The same survey, based on spring 2014 data compiled by the University of Michigan, found that 36% of 14-year-olds who had tried e-cigarettes in the past month had never tried smoking or chewing tobacco. Among the older teens, 30% and 21% of e-cigarette smokers aged 16 and 18 respectively said they had not previously tried tobacco products.
"That's a concern, because this may be a unique and new pathway to nicotine exposure and could open up the potential for the development of addiction to nicotine, with the potential for long-lasting complications and progression to the use of absolutely harmful forms of tobacco," said Compton. He said the use of e-cigarettes by teenagers was a particular issue because adolescence seemed to be a critical time for the seeds of addiction to be sown.
But other experts said children trying e-cigarettes instead of traditional cigarettes was no bad thing. "Smoking prevalence in youth is showing an unprecedented decline and it is now lower than ever before," said Peter Hajek, director of the tobacco dependence research unit at Barts and the London school of medicine. "The fact that young people are trying e-cigarettes instead of cigarettes is a cause for relief rather than alarm."
Hajek added: "A lot of adolescents try e-cigarettes by taking a puff from someone's device, but, crucially, they do not progress to regular use. In fact, they usually do not try them again, and there is even some evidence that this may protect them from picking up smoking."

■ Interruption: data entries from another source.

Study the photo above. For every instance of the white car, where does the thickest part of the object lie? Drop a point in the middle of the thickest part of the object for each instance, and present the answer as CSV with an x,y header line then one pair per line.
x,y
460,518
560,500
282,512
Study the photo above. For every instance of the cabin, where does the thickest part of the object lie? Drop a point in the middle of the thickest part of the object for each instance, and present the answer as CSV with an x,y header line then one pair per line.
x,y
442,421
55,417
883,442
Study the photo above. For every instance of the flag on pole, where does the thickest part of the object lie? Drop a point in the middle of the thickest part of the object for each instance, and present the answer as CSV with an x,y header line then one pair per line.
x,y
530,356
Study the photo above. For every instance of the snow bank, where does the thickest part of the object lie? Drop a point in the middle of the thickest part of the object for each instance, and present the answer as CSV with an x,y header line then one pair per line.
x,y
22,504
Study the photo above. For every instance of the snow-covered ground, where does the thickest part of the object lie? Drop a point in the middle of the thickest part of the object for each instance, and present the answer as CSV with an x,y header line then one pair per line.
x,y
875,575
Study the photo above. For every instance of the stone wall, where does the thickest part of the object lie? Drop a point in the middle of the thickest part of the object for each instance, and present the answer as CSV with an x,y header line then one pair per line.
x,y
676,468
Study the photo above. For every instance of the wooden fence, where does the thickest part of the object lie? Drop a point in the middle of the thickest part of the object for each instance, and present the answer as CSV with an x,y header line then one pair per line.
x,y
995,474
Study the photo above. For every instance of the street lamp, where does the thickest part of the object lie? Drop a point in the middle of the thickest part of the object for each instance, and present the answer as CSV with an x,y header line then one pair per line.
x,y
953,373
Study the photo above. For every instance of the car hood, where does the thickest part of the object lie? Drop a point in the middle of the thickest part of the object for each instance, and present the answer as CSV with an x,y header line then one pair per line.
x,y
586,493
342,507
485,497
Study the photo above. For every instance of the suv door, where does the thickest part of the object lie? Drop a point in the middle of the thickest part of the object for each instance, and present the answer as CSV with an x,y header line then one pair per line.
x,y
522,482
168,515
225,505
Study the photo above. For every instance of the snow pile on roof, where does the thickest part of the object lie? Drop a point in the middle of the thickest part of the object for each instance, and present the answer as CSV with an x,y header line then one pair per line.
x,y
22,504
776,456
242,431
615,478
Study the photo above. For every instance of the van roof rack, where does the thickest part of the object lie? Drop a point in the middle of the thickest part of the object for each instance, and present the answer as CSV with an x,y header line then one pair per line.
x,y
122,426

In the UK, about 80,000 people a year die from tobacco smoke-related diseases - nearly a fifth of all deaths in the over-35s. The most damaging health effects - cancer and heart disease - are linked to inhaling tar and other chemicals produced when the tobacco burns. Though e-cigarettes produce fewer noxious chemicals, tests have found the vapour from some to contain cancer-causing substances such as formaldehyde and acetaldehyde.
Deborah Arnott, head of Action on Smoking and Health (Ash), said: "Nicotine can be harmful to the growing brain, so it's best if young people avoid it. But if they're going to experiment, it's better to use e-cigarettes, as vaping is far less dangerous than smoking and much less addictive. We need to keep track, but so far in the UK and the US smoking rates are going down more than e-cigarette use is growing. This would not be the case if vaping really were a gateway into smoking."
Estimates from Ash suggest that 1.3 million people in the UK use electronic cigarettes, with about 400,000 people using them instead of traditional cigarettes.
Roy Harrison, professor of environmental health at Birmingham University, said: "There are likely public health benefits from e-cigarettes if they provide a pathway for smokers to give up tobacco use. There is evidence that this can happen, and little doubt that e-cigarettes are much less harmful to the smoker than tobacco. However, if adolescents who have never used tobacco take up e-cigarette use, this is a matter of profound concern as they are deliberately exposing themselves to a highly addictive substance."